If you're looking to diversify your portfolio to protect it against potential market shocks, then you might want to consider the ASX shares listed below.
I have picked out three top ASX shares in different sectors which I feel could bolster your portfolio if you don't already have exposure to that particular area of the market.
They are as follows:
BHP Group Ltd (ASX: BHP)
I think having a little exposure to the resources sector can be a good thing for a portfolio. And if you're going to buy a mining share, you might as well go for the best in the sector. Which I believe to be BHP due to its diverse, world class, and low costs operations, its strong balance sheet, and its attractive valuation. Another positive is its penchant for returning funds to shareholders. Based on the current BHP share price, I estimate that it provides investors with a fully franked ~5% FY 2021 dividend.
ResMed Inc. (ASX: RMD)
If you don't have exposure to the healthcare sector then ResMed could be a good option. It is a leading medical device company which specialises in sleep treatment hardware and software. I believe ResMed shares could provide strong returns for investors over the next decade thanks to its very positive long term outlook. This is thanks to its exposure to the proliferation of obstructive sleep apnoea (OSA). The company estimates that only 20% of OSA sufferers have been diagnosed at this point.

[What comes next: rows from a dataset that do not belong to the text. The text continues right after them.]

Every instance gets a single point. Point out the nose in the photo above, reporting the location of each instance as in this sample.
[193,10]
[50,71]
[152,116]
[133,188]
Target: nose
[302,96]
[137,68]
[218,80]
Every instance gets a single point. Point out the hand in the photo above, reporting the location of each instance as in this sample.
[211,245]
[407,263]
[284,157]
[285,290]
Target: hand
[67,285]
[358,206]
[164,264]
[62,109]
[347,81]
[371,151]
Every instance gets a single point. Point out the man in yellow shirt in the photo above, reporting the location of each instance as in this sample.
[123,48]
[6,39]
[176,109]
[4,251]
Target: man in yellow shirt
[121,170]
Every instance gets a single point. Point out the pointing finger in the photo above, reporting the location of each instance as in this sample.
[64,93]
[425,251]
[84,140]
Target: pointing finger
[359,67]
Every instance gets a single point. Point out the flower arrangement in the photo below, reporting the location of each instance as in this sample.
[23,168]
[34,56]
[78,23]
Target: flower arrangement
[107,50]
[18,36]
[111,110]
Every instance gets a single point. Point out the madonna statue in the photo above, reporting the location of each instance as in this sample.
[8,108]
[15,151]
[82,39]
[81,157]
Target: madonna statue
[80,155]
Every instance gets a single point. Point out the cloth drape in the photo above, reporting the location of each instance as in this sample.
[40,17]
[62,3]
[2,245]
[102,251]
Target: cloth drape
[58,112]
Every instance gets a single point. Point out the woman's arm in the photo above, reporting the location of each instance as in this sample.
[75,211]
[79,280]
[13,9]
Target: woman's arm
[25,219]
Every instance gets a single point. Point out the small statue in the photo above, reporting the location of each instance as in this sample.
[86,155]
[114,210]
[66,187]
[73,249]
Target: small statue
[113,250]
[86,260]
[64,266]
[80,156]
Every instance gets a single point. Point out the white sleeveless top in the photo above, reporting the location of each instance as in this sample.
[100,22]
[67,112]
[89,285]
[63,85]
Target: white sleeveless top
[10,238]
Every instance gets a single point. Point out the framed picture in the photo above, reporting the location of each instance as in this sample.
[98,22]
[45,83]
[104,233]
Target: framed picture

If this is accurate, it gives ResMed a significant runway for growth over the next decade and beyond.
Wesfarmers Ltd (ASX: WES)
Finally, investors looking for exposure to the retail sector may want to consider Wesfarmers. I think the conglomerate is a top option due to its collection of leading retail brands, which all look well-placed for growth over the long term. Especially its key Bunnings brand, which is now its biggest generator of revenue. In addition to its retail exposure, Wesfarmers gives investors a little access to the industrials and chemicals industries through its portfolio. Combined, I believe it is capable of growing its earnings and dividend at a solid rate in the coming years. This could lead to the Wesfarmers share price charging notably higher from where it trades today.